Старик молча остановил его рукой:
— Не одинок он! Я тоже прошёл тот путь… в последний год моей жизни… и пожёг все страницы второй части поэмы! Ибо нет там места холоду, который пришёл ко мне. Уронил в одну из пропастей адовых! И Вергилий не помог.
— Не может быть! — перебил Меркулов, повторив своё прежнее восклицание. — У вас было продолжение?
— Я говорил, говорил вам… про холодное сердце? Видите? — ошеломлённый такой поддержкой, зашептал ему на ухо Сергей.
— Но откуда вы узнали о них? — прервал Данте, — Однажды эти двое господ, — он указал на ошарашенных друзей, — не закончили разговор. А вы, — глядя Сергею в глаза, добавил поэт, — обещали поведать о событиях пока единственной настоящей драмы в мире. Об удивительности места действия, о нечеловеческом размахе! Обещали поразительность поступков героев и невероятное, непостижимое разуму поведение зрителей. Героев, что сыграли самих себя, как и желали вы! Кроме одного. Вы сказали тогда ему, — Алигьери посмотрел на Меркулова, — «Как высок и величествен финал! Вот кисть, вот палитра, вот дух!» Откуда знакомы вам мои строки?
— ???
— «Не время», — был ответ ваш.
— Пришло? — воскликнул Чехов.
— Разве не поняли, о чём хотел сказать он вам? — не слыша реплики, требовательно спросил старик, обращаясь уже к Меркулову.

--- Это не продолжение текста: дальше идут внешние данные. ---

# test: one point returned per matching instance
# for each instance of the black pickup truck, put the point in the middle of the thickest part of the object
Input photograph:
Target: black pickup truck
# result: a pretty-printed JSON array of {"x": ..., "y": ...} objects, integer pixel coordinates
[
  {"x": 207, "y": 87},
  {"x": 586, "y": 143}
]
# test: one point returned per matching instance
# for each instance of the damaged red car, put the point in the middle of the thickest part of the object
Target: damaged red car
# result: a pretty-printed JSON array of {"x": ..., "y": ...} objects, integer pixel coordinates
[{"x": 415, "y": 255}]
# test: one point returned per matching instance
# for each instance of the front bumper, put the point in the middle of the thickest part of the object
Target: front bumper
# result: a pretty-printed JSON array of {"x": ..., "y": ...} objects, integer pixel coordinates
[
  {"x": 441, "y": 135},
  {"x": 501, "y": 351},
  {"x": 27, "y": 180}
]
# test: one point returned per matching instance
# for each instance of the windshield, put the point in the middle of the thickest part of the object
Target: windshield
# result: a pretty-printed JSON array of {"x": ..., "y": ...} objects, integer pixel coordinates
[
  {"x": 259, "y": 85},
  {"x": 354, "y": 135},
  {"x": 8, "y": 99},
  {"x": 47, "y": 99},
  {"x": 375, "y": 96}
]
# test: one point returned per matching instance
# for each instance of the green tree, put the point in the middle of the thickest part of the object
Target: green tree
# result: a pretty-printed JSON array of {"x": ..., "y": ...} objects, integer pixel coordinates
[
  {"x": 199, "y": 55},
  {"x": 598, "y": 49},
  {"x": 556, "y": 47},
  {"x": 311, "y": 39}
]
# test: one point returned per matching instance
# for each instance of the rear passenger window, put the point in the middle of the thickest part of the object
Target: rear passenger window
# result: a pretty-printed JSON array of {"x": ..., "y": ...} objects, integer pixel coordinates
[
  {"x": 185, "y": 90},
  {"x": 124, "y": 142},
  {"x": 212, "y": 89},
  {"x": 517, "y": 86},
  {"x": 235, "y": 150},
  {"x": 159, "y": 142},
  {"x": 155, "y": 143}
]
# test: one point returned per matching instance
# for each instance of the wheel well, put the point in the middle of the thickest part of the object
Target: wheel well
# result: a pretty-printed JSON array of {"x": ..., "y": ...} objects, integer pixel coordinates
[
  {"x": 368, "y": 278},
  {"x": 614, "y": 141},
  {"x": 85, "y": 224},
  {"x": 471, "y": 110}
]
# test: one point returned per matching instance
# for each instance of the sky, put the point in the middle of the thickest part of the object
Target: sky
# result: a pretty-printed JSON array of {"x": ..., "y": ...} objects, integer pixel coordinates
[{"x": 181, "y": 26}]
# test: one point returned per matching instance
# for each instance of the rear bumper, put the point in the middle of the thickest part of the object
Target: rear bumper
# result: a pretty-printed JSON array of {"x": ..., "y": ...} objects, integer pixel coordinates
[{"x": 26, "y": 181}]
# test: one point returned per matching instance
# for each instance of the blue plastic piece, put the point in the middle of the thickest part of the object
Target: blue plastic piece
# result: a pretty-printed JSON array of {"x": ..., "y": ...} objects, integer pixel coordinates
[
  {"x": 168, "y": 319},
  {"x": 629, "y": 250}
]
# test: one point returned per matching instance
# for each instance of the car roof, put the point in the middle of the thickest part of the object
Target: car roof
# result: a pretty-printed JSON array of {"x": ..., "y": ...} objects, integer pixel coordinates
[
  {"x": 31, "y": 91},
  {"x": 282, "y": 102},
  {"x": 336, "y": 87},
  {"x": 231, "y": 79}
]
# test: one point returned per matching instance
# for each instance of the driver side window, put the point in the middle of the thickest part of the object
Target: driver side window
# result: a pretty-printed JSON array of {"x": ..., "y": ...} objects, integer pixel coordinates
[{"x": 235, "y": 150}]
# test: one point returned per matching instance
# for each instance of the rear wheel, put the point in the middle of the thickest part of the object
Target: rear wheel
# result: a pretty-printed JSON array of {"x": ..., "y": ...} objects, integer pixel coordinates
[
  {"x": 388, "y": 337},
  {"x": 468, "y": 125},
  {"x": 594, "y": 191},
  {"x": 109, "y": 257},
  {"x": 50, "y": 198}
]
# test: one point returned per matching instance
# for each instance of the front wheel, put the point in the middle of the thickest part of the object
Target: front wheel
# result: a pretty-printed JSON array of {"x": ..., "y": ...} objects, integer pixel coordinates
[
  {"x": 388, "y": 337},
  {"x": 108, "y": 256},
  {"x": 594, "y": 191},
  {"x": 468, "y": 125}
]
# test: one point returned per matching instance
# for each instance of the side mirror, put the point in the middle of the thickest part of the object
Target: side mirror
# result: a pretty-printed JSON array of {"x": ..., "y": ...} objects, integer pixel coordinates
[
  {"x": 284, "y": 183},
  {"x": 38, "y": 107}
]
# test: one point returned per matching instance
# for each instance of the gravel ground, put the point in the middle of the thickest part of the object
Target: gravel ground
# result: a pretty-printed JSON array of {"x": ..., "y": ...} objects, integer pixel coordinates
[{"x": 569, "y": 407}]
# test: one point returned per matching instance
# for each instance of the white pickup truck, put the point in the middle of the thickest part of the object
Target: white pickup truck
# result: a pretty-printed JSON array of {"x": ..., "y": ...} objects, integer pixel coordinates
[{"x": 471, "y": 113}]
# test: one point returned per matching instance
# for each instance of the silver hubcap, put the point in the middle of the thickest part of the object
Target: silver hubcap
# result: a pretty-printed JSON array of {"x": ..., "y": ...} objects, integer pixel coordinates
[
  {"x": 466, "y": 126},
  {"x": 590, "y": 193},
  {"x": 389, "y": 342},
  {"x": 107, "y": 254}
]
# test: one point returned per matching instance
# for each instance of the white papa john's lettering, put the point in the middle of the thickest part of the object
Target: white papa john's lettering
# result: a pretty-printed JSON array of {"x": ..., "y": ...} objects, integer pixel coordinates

— Но я лишь хотел привести слова… потрясающие, необыкновенные по силе слова митрополита Ставропольского времён Фёдора Ивановича, — Сергей кивнул в сторону Тютчева.
— Да, да. Вот, возьмите, — Тютчев, ковыляя, подошёл к нему, протягивая старую книгу, — я нашёл это место.
— А ведь мы с вами близнецы-братья, — удивлённо глядя на Тютчева, произнёс Данте. — Вы за возрождение империи на востоке, я за всемирную монархию. Рад, весьма рад повидать великого отшельника. — Он в почтении склонил голову. — «Не знаю я, коснется ль благодать моей души болезненно греховной». Поверьте, строчки ваши я призывал к себе каждый день… там.
— Вот так да! — Председатель укоризненно посмотрел на помощника, грозя пальцем. — А мы судить вздумали. Ещё в начале. А парни-то наши! — И, нетерпеливо повернувшись к остальным, бросил: — Ну, где ваши потрясающие и необыкновенные по силе высказывания… этого… митрополита?
— Спасибо, Фёдор Иванович, — попытался улыбнуться Тютчеву Сергей, открывая книгу. — «И стояли иудеи в молчании великом. Какое было то зрелище, которое запечатлевало уста зрителей молчанием и вместе потрясало души их? Зрелищем был Сын Божий, пришедший к людям для их спасения, обруганный и убитый человеками.
Но это зрелище смотрели не одни человеки: замерли от ужаса, смотря на это всё, ангелы; предметы небесные уже не привлекали их внимания; взоры их устремились и приковались к открывшемуся на земле. Солнце увидело невиданное им и, не стерпевши увиденного, скрыло лучи свои, как человек закрывает очи при невыносимом для него зрелище: оно оделось в глубокий мрак, выражая мраком печаль, столь горькую, как горька смерть. Земля колебалась и потрясалась под событием, свершающимся на ней.